Years ago, Mrs. Marini had worn a nurse’s costume. It fit her poorly, so she had adjusted it. Nico said it made her look like an iceberg. To be addressed as Nurse when she had for many years allowed her clients to call her Madam Doctor was the cost of a modest advance in her method and a significant new source of referred clients. It was also a penance for a septic case she might have prevented if she had spoken more carefully.
The girl had ratted her out to a tokologist at the Lutheran hospital, who had then tracked her down at Nico’s store. Nico attended the register while they talked in the workshop. The doctor knew all about her practice, as did his colleagues, but he had never had occasion to clean up a mess of hers before, which, ironically, had led him to seek this meeting.
“I was struck dumb when she told me you were responsible,” he said. “But while I was performing the therapeutic, I recovered a foreign object. That was when I concluded she was lying to me. I suppose she was too proud to say she had tried it herself and failed.”
“What did she look like?”
The doctor gave a precise depiction, which she recognized immediately.
“She thought my fee too high,” Mrs. Marini said.
“And you turned her out?”
“Of course not. I asked her what she could afford. And that was my error, that word, afford. I engaged her shame, and she walked off. What was the object?”
“A pencil tip.”
She made a little smile.
“It appears your record is better than mine, which I find difficult to believe, but there it is. You couldn’t possibly duplicate the sterility of a professional office, for example.”
“All of you were so surprised about germs.” In the air, she drew a broad circle around the doctor’s head to include the whole of the medical profession. “One does not need a theory of invisible animals to know it is repugnant to eat with a dirty fork.”
He proposed an exchange. He was interested in what she knew. She would “assist” him in his surgery with the cases for which he was able to get hospital approval. Most often a father or husband had purchased a determination that the woman’s life was threatened. Mrs. Marini learned a little about a topical anesthetic treatment and a slower, less painful means of cervical dilation.
When they parted ways, he gave her an assembly of elegant steel tools.
“I already own all these,” she said.
“Anyway, they’re spares. Curette derives from the Latin for ‘to take care of.’”
“I know, ” she said, exasperated, and shook his hand.
Aletter arrived in October. Enzo read it through in a glance. Then he read it over more slowly, while an invisible figure behind him wrapped its thick arm around his throat, crushing his windpipe, so that he felt the swell of blood in the eyes and the expulsive twisting of the stomach muscles and the strange jubilation of a man who is being strangled.
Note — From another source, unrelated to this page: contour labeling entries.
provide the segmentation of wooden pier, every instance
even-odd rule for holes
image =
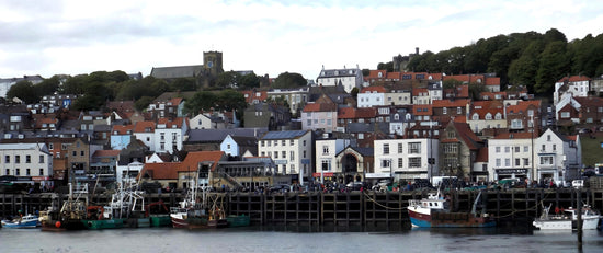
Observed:
[[[248,215],[254,225],[332,225],[332,226],[408,226],[406,207],[409,199],[426,197],[428,191],[411,192],[345,192],[345,193],[211,193],[221,197],[227,214]],[[453,192],[454,207],[470,211],[478,191]],[[521,188],[482,191],[481,200],[487,212],[500,220],[533,219],[545,206],[576,207],[578,195],[582,202],[603,211],[602,189]],[[147,194],[145,204],[162,200],[177,206],[182,193]],[[0,194],[0,217],[16,215],[19,210],[34,214],[50,205],[60,207],[67,194]],[[89,196],[91,205],[106,205],[110,194]],[[481,207],[480,209],[481,210]]]

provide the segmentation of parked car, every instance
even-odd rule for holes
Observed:
[[[574,188],[584,187],[584,180],[574,180],[571,182],[571,186],[573,186]]]
[[[345,185],[345,188],[348,188],[349,191],[360,191],[360,188],[364,186],[365,185],[363,182],[350,182]]]
[[[270,187],[271,193],[289,192],[289,191],[291,191],[291,185],[288,184],[275,184]]]

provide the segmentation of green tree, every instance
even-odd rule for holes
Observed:
[[[251,72],[244,76],[240,76],[237,83],[239,89],[250,90],[260,87],[260,78],[255,73]]]
[[[19,81],[7,92],[7,99],[18,97],[26,104],[37,103],[39,97],[36,95],[34,84],[30,81]]]
[[[304,76],[299,73],[284,72],[278,74],[278,77],[274,79],[274,82],[272,83],[272,88],[288,89],[288,88],[305,87],[307,84],[308,84],[308,81],[304,78]]]
[[[221,72],[216,78],[216,87],[219,88],[231,88],[237,87],[237,81],[239,79],[239,73],[230,70],[226,72]]]
[[[196,90],[195,81],[190,78],[179,78],[169,84],[171,91],[194,91]]]
[[[145,108],[149,106],[150,103],[152,103],[153,100],[155,97],[152,96],[143,96],[136,102],[134,102],[134,107],[136,108],[136,111],[143,112],[145,111]]]
[[[44,81],[34,85],[35,94],[38,97],[42,97],[44,95],[52,95],[58,90],[59,85],[59,77],[53,76],[52,78],[44,79]]]
[[[541,54],[541,66],[536,72],[534,91],[541,94],[551,93],[555,82],[566,76],[569,70],[566,43],[562,41],[549,43]]]

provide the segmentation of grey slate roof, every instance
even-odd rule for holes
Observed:
[[[289,131],[269,131],[260,139],[262,140],[280,140],[280,139],[297,139],[306,135],[309,130],[289,130]]]
[[[234,128],[234,129],[191,129],[185,143],[221,142],[226,136],[258,137],[268,128]]]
It was late on a Sunday night after he and the boy had come home from a weekend of fourteen-hour days harvesting the grapes on his mother-in-law’s farm, which once again the bank was threatening to take from her. Before he found the letter, he had sent the boy to bed, but he himself couldn’t sleep and had lain down on the cruddy floor of the kitchen, screwing one leg over the other so that the vertebrae snapped, and smoking in the dark while the moon came in.